Imagine a powerful, confident person. What do you notice about their body language? Chances are, they stand up straight, hold their head high, and aren’t afraid to take up space.
According to Amy Cuddy, whose TED talk on the subject of power and body language has been viewed more than 27 million times, the physiological makeup of powerful people leads them to express their dominance and assertiveness through body language. However, Cuddy’s research has revealed that it also works the other way: by taking on a dominant, assertive physical stance, hormonal changes in the body actually cause us to feel more powerful. In other words, you can “fake it ‘til you make it.”
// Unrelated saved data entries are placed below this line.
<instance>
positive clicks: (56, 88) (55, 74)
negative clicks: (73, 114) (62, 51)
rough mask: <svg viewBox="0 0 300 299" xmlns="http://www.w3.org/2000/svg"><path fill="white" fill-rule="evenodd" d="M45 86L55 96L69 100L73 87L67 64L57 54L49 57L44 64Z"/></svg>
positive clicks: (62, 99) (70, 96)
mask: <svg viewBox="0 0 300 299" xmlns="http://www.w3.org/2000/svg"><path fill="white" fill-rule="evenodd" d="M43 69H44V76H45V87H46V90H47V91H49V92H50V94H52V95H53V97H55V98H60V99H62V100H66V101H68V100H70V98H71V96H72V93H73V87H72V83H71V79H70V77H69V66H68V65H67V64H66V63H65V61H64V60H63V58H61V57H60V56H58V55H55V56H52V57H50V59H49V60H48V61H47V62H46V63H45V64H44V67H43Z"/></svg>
For example, Cuddy had several test subjects adopt either high-power (hands on hips, legs spread apart, head high) or low-power (hunched over, legs crossed, hands touching face or neck) poses for two minutes. The study found that testosterone, the hormone responsible for feelings of dominance, increased by 20 percent in the people who had adopted a high-power pose, and decreased by 10 percent in the people who had adopted a low-power pose. On the other hand, cortisol, the hormone responsible for stress, had decreased by 25 percent for the high-power people, but increased by 15 percent for the low-power people.
So if you’re feeling stressed or insecure, or just want to nail that speech or job interview, let your body shape your mind: try a power pose!